Finding the keys to the world of gene silencing

These are exciting times in medicine: the era of gene-targeting drugs has arrived, promising new standards in safety, selectivity and rational drug design. Antisense oligonucleotides are the best known examples of gene-targeting therapeutic agents.

They are also the most clinically advanced, with one drug, Ciba-Geigy's Vitravene, already in use. RNA interference (RNAi and siRNA) is another gene targeting approach grabbing the headlines. How do these two technologies compare? How can we sort the hype from real hopes for new disease therapies? How close are these technologies to the clinic?

There is no doubt that at the moment, RNAi is capturing the imagination of the biotech community, as the first antisense oligonucleotides did over 10 years ago. The reality is that the discovery of 'small interfering RNAs' (siRNAs) has provided scientists with an effective new laboratory tool to identify the functions of genes and proteins, and to assist in the validation of new gene targets for drug and vaccine discovery.

Application of siRNA is currently limited to the discovery and validation of new candidate therapeutic targets, whilst the primary focus of antisense-based companies is the creation of human medicines themselves.

In addition to Vitravene, which is used in the treatment of a virally-induced eye inflammation of immunocompromised patients, more than 20 antisense compounds are currently in various phases of clinical trials, including three at the most advanced stage, Phase III.

As is the case for the development of any new drug or therapeutic treatment, antisense technology has followed a long and complex path to arrive at this stage of maturity, and along the way many significant challenges have been addressed. Early researchers faced initial setbacks related to stability, toxicity, tissue distribution and mode of delivery, all of which have been largely overcome with the advent of second generation proprietary chemistry in this second decade of antisense R&D.

Since the early 1990s, antisense technology has demonstrated the potential to create highly targeted drugs which prevent the appearance of a disease protein instead of trying to inactivate an existing protein.

On the other hand, siRNAs are still in the earliest stages of development for therapeutic use in humans.

As recently as October 2003, a paper in the Lancet posed the question of whether RNAi could realistically be exploited for therapy.

Interesting laboratory findings were cited, but as the authors conceded, "The ability to efficiently and stably produce and deliver sufficient amounts of siRNA to the proper target tissues requires refinement before this new technology can be tried clinically." Indeed many of the currently proposed therapeutic applications of RNAi envisage delivery strategies that have much in common with gene therapy. These approaches involve the use of plasmids or synthetic virus constructs to induce the expression of siRNA within the target cell. On the other hand, antisense drugs are delivered like conventional drugs: by injection, inhalation, topically, or in future, orally. The process of optimising delivery, stability and specificity is now largely complete for antisense therapeutics, following two decades of technology development and thousands of peer-reviewed scientific publications. In other words, antisense therapeutic technology has a 10 year jump on RNAi.
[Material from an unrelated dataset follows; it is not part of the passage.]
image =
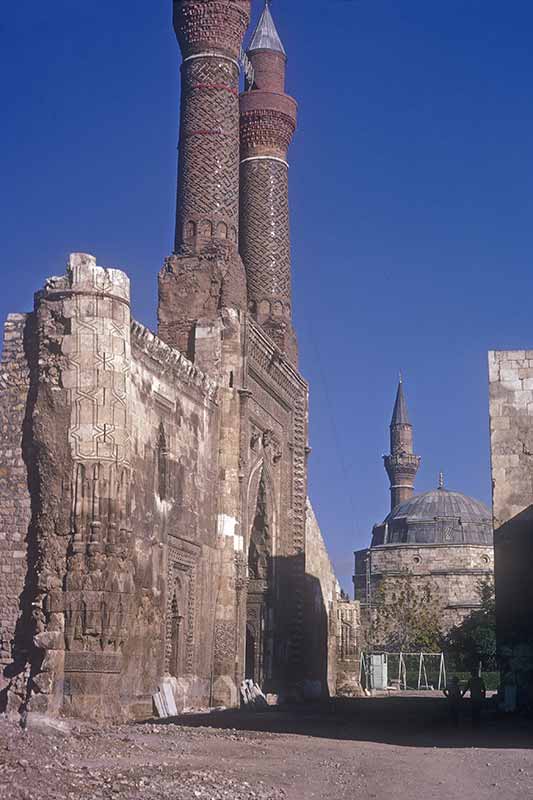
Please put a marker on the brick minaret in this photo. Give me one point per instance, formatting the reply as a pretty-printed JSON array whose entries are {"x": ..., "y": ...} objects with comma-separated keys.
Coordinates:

The progress from laboratory tool to human medicine is long and complicated. While RNAi-based technology has deservedly raised interest and excitement as a laboratory tool for exploring gene function, there is still some way to go before it can be considered for human use.

Antisense could be regarded as the third wave of drug development. The first wave started with small molecules in the 19th century and is exemplified today by drugs like aspirin and penicillin. The second wave appeared early last century and consists of therapies based on purified proteins (for example insulin, 1922) and antibodies, both of which benefited from the convergent new technologies of genetic engineering and monoclonal antibodies (1970s). These therapies are often referred to as 'biologicals'. In the third wave of therapeutic development, antisense medicines are designed with unprecedented selectivity and specificity, capitalising on the extensive knowledge of human gene sequences that resulted from recombinant DNA technologies and the human genome project.

Due to advanced scientific problem solving, we now know how to apply antisense technology to human therapeutics. With the significant number of clinical trials ongoing, antisense therapeutics are poised to make an impact in human medicine. Meanwhile, investigations of the potential of siRNAs as therapeutic agents are just embarking on the journey to clinical relevance.

Dr Christopher Wraight is Research Director at Antisense Therapeutics - a biopharmaceutical company engaged in drug discovery and development based on antisense technology. The company has several antisense drug development projects at various stages of development. The two most advanced of these are drugs against multiple sclerosis (ATL1102) and psoriasis (ATL1101), two conditions for which there are large, unmet needs for effective therapies. Dr Wraight is a Biochemist and is internationally recognised for his work in antisense delivery and gene silencing, particularly in the skin.